This recipe is from Coles magazine.
I really like the crunchiness in this QUINOA, SILVERBEET AND FETA SODA BREAD and I have to admit to buying silverbeet for the first time ever. It worked in this bread. And no need to say, it didn’t last very long. Excellent with butter, and best eaten on the same day it’s made.
1/4 cup (50g) white quinoa
2 cups (300g) self-raising flour
60g butter, chopped
1 cup finely shredded silverbeet
100g reduced-fat feta, coarsely crumbled
1 cup (250ml) buttermilk
extra quinoa, to sprinkle
- Preheat oven to 220°C. Line a baking tray with baking paper. Place the quinoa in a small bowl and cover with plenty of cold water. Set aside for 15 minutes to soak. Drain well.

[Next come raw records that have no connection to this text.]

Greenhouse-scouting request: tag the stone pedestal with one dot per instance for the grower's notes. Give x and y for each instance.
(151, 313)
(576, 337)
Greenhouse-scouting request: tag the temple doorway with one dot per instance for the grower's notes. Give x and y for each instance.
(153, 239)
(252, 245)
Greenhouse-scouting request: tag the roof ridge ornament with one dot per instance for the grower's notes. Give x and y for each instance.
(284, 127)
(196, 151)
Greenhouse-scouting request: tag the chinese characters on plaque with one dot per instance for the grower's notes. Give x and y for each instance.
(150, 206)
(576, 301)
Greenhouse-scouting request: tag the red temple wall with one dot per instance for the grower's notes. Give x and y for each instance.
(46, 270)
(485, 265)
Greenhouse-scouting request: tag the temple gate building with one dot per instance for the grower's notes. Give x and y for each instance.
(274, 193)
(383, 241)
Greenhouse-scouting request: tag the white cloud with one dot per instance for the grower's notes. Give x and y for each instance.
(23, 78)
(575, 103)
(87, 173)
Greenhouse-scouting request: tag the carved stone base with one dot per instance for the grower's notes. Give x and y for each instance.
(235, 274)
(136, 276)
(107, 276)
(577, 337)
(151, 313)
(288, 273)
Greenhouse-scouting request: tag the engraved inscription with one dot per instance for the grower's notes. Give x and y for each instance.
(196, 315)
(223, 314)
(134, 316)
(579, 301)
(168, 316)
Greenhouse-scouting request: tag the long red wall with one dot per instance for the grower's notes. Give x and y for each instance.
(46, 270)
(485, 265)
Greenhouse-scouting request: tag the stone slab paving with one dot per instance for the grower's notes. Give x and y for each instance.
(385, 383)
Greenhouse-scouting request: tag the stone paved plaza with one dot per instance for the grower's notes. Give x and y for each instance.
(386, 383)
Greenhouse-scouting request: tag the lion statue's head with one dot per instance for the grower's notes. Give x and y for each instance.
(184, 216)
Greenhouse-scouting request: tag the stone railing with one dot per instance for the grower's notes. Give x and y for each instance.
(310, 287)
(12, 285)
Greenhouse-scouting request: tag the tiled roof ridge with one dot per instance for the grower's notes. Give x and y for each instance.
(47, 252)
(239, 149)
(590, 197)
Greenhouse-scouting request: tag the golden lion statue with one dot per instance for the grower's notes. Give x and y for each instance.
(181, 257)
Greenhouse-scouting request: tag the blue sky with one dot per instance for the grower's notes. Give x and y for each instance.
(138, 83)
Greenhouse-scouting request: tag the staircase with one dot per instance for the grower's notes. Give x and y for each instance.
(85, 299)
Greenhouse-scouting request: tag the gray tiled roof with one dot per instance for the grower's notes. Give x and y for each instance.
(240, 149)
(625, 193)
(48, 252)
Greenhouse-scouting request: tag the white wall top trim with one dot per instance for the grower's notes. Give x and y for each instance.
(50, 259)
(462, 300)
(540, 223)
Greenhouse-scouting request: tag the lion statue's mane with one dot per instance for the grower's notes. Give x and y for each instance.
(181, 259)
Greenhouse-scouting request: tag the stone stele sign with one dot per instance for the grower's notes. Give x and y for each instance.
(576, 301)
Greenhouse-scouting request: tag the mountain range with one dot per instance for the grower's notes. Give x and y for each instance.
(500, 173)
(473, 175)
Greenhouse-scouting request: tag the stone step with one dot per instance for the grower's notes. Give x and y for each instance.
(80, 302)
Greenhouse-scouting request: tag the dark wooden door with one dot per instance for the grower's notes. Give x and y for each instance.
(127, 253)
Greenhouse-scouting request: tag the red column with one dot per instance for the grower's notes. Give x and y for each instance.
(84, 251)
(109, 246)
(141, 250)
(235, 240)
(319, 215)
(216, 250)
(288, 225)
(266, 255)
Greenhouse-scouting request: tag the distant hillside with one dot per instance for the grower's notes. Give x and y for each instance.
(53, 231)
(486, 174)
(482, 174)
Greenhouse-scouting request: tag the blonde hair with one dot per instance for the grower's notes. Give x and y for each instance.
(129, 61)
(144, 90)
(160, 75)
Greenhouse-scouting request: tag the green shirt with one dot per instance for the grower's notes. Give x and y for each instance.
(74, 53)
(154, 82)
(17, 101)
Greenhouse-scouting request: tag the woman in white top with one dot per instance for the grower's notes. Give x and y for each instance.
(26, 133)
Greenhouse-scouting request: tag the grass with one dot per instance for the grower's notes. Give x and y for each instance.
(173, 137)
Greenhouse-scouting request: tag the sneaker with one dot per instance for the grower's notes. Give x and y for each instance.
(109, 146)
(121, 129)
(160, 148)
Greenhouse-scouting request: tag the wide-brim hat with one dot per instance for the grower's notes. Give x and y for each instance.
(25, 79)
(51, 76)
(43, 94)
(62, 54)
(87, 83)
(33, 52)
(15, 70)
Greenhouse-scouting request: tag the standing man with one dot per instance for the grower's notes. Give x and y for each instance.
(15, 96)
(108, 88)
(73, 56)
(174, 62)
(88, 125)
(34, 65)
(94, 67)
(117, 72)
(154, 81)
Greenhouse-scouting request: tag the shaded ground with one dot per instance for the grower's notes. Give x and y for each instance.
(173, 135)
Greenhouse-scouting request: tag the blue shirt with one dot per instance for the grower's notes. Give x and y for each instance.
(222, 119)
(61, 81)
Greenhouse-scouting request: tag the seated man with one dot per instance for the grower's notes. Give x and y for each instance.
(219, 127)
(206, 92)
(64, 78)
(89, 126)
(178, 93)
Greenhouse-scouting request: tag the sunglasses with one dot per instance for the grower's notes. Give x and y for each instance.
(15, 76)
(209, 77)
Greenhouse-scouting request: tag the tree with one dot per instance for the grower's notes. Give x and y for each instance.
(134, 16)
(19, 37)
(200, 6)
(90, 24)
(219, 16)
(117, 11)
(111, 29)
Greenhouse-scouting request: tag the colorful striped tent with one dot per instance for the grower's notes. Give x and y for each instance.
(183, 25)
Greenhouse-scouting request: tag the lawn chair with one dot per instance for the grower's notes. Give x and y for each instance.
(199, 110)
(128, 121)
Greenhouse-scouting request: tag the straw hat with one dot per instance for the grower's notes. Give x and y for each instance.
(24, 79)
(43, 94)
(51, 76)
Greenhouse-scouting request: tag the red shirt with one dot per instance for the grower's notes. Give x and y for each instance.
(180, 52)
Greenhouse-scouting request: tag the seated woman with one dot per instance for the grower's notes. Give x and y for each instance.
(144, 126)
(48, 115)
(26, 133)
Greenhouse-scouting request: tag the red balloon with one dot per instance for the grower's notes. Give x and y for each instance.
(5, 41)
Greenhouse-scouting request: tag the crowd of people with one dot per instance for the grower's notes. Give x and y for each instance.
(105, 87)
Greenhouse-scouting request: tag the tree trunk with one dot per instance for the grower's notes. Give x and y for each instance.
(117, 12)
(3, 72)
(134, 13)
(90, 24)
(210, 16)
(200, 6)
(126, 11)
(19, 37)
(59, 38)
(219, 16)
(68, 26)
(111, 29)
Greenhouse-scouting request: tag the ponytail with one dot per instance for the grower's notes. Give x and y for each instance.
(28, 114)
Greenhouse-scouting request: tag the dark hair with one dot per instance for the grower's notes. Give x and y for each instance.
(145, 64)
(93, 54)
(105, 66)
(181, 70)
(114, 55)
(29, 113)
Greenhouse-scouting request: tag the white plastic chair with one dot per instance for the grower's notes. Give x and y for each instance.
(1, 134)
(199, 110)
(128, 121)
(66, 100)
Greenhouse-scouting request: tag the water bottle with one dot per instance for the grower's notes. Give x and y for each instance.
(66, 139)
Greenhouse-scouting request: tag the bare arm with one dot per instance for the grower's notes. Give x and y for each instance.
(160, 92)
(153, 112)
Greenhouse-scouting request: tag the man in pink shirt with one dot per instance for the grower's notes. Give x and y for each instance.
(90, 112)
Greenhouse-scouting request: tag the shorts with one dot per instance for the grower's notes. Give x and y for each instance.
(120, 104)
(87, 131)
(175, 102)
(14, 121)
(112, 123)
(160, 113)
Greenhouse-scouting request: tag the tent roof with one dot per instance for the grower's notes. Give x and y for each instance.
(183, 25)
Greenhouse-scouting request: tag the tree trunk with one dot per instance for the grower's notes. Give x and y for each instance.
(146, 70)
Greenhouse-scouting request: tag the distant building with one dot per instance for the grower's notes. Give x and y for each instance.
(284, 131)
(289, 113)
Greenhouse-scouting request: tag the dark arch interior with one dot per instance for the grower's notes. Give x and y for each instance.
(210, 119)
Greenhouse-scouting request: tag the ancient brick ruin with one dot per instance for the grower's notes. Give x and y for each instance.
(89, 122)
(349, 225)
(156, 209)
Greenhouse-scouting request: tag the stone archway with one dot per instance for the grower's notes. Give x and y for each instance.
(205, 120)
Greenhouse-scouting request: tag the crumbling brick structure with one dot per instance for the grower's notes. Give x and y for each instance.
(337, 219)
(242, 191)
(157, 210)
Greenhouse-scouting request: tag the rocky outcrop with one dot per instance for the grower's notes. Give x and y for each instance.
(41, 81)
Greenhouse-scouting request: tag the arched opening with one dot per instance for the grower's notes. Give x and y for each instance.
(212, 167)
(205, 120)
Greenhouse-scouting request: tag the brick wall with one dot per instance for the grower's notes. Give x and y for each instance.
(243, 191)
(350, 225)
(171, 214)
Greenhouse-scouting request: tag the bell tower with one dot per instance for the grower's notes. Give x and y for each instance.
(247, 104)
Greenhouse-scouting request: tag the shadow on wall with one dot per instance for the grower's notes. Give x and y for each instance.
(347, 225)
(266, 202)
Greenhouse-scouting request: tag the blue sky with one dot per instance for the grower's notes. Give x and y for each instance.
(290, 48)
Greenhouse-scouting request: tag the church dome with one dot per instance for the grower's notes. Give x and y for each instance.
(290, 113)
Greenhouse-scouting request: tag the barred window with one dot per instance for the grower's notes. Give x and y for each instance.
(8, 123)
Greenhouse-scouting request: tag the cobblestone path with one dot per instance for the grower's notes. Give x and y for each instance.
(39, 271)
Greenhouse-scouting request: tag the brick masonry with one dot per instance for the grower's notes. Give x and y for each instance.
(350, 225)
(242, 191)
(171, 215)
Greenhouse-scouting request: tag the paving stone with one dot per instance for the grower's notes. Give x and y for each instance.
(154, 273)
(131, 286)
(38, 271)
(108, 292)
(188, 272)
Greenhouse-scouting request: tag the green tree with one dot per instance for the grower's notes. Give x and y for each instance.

- Place the flour in a large bowl. Use your fingertips to rub the butter into the flour until mixture resembles fine breadcrumbs. Add the silverbeet and feta and stir to combine. Add the quinoa and buttermilk and stir until a soft but sticky dough forms. (For a light textured bread, it’s important not to overwork the dough. It should feel soft but slightly sticky).
- Turn dough onto a lightly floured surface and gently knead until smooth. Shape dough into a 20cm-diameter disc. Place on the lined tray. Use a small sharp knife to cut a cross, about 1cm deep, into the top of the dough. Sprinkle the dough with extra quinoa.
- Bake for 15 minutes. Reduce oven to 180°C and bake for 30 minutes or until golden and loaf sounds hollow when tapped on base. Transfet to a wire rack to cool. Serve warm or at room temperature.
You can also serve this bread with soup or a nice dip.